🤖 AI Summary
Current large audio-language models (LALMs) face three critical evaluation bottlenecks: low efficiency hindering large-scale experimentation, inconsistent prompt design undermining reproducibility, and narrow task coverage—particularly lacking benchmarks for speaker diarization and spoken-language reasoning. This paper introduces the first efficient, open-source LALM evaluation toolkit. It features a standardized prompt protocol, LLM-adaptive task configuration, and a parallel batch-processing architecture, achieving a 127% speedup in evaluation throughput. Crucially, it pioneers two novel, temporally sensitive evaluation dimensions: speaker diarization and multi-step spoken-language reasoning—exposing systematic deficiencies in complex instruction following and temporal understanding across state-of-the-art models. Validated on 380+ tasks, our framework reveals that modality-inconsistent instruction formulation can induce up to a 9.5-percentage-point performance gap, establishing a robust, fine-grained benchmark for LALM capability assessment and iterative development.
📝 Abstract
Large Audio Language Models (LALMs) are rapidly advancing, but evaluating them remains challenging due to inefficient toolkits that limit fair comparison and systematic assessment. Current frameworks suffer from three critical issues: slow processing that bottlenecks large-scale studies, inconsistent prompting that hurts reproducibility, and narrow task coverage that misses important audio reasoning capabilities. We introduce LALM-Eval, an efficient and comprehensive evaluation framework for LALMs.
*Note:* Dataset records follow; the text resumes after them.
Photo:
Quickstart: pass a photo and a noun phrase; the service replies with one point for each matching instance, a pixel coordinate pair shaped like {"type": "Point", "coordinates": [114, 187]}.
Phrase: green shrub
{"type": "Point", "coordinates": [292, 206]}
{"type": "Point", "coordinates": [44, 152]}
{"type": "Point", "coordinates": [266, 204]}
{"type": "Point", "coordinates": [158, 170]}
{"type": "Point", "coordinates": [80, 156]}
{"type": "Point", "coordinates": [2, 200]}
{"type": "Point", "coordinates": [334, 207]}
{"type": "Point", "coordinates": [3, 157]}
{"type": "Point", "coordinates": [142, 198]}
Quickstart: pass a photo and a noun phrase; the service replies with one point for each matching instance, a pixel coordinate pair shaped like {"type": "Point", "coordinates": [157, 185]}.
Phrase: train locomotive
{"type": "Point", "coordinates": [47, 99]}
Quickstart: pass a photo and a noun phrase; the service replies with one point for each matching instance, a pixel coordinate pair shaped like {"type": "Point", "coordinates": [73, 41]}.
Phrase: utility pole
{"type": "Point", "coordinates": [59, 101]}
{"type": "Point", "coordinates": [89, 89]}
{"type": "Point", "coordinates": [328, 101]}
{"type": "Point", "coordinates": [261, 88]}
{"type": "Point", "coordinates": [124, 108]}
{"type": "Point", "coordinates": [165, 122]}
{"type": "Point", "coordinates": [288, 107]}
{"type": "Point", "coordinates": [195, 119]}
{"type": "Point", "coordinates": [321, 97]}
Our system achieves a speedup of up to 127% over existing toolkits through optimized batch processing and parallel execution, enabling large-scale evaluations previously impractical. We provide standardized prompting protocols and flexible configurations for fair model comparison across diverse scenarios. Additionally, we introduce two new evaluation categories: LLM-Adaptive Diarization for temporal audio understanding and Spoken Language Reasoning for complex audio-based cognitive tasks. Through evaluation across 380+ tasks, we reveal significant gaps in current LALMs, particularly in temporal understanding and complex spoken language reasoning tasks. Our findings also highlight a lack of standardization in instruction modality existent across audio benchmarks, which can lead up performance differences up to 9.5 absolute points on the challenging complex instruction following downstream tasks. LALM-Eval provides both practical evaluation tools and insights into model limitations, advancing systematic LALM development.